Leader of the Pack

Fischer on a training hike for her second Make-A-Wish Colorado Trailblaze Challenge.

By Ann Gill (M.A., ’76)

While at CSU, Megan Fischer (B.A., ’16) completed the requirements for three majors   ̶  international studies, journalism, and French. She also was a reporter and photographer for the Rocky Mountain Collegian and worked as a cultural mentor for international students on campus. In what may rank as her most understated comment ever, she says, “I like to keep myself busy.”

Fischer atop a mountain
“Whoever said winning isn’t everything, never had to fight cancer.”
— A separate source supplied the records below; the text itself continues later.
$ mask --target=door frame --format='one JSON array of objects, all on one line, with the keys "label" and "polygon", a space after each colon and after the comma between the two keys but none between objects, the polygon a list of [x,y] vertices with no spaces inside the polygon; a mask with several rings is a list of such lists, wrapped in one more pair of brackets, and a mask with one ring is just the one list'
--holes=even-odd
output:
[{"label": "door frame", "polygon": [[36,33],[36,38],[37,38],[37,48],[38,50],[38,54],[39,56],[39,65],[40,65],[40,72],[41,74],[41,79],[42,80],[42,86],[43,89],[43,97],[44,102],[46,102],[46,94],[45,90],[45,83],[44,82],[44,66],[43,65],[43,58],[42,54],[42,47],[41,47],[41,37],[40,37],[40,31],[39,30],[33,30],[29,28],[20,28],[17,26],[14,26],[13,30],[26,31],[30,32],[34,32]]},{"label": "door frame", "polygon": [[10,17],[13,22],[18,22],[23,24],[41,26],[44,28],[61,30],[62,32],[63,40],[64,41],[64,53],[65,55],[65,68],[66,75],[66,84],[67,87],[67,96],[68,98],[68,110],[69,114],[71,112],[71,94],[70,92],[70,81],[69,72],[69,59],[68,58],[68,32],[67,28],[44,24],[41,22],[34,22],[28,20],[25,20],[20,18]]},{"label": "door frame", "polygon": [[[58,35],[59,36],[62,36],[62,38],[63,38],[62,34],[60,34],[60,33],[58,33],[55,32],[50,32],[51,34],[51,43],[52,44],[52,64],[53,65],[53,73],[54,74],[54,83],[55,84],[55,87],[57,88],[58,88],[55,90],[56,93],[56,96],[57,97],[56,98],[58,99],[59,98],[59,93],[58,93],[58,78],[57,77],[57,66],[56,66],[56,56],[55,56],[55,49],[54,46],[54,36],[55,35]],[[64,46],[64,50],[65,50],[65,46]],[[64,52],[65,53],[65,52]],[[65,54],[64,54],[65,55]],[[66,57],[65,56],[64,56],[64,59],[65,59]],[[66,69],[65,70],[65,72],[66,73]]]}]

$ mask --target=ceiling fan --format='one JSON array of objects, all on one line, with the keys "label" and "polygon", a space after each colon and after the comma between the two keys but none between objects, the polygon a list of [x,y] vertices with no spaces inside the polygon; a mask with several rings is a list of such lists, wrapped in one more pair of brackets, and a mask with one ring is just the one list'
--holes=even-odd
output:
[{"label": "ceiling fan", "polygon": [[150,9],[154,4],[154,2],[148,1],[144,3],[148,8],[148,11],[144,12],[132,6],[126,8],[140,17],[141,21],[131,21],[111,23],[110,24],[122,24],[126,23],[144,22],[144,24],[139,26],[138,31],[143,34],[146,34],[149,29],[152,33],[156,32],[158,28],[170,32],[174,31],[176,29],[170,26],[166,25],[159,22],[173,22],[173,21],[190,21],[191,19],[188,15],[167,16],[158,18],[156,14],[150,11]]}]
Following graduation, Fischer accepted a position at two Wyoming newspapers in towns forty miles apart. She was crime reporter and features writer in Gillette and reporter and photographer in Wright.  The following year, she accepted a position as email and SMS marketing specialist at Madwire, a Fort Collins digital marketing company.

To appreciate fully this amazing young woman, one needs to go back to 2001, when a diminutive six-year-old developed a facial palsy. Doctors removed a tumor the size of a fist from her brain stem. She endured four surgeries in 15 days, followed by 11 months of chemotherapy. The surgeries destroyed her balance, requiring her to retrain herself to walk.

After she finished treatments, the Make A Wish Foundation sent Fischer and her family on a “wish trip” to Disney World. She describes it as “the trip of a lifetime” and “the start of a new chapter” for herself, her parents, and younger brother. “We started making good memories after a period of terrible and unimaginable ones.”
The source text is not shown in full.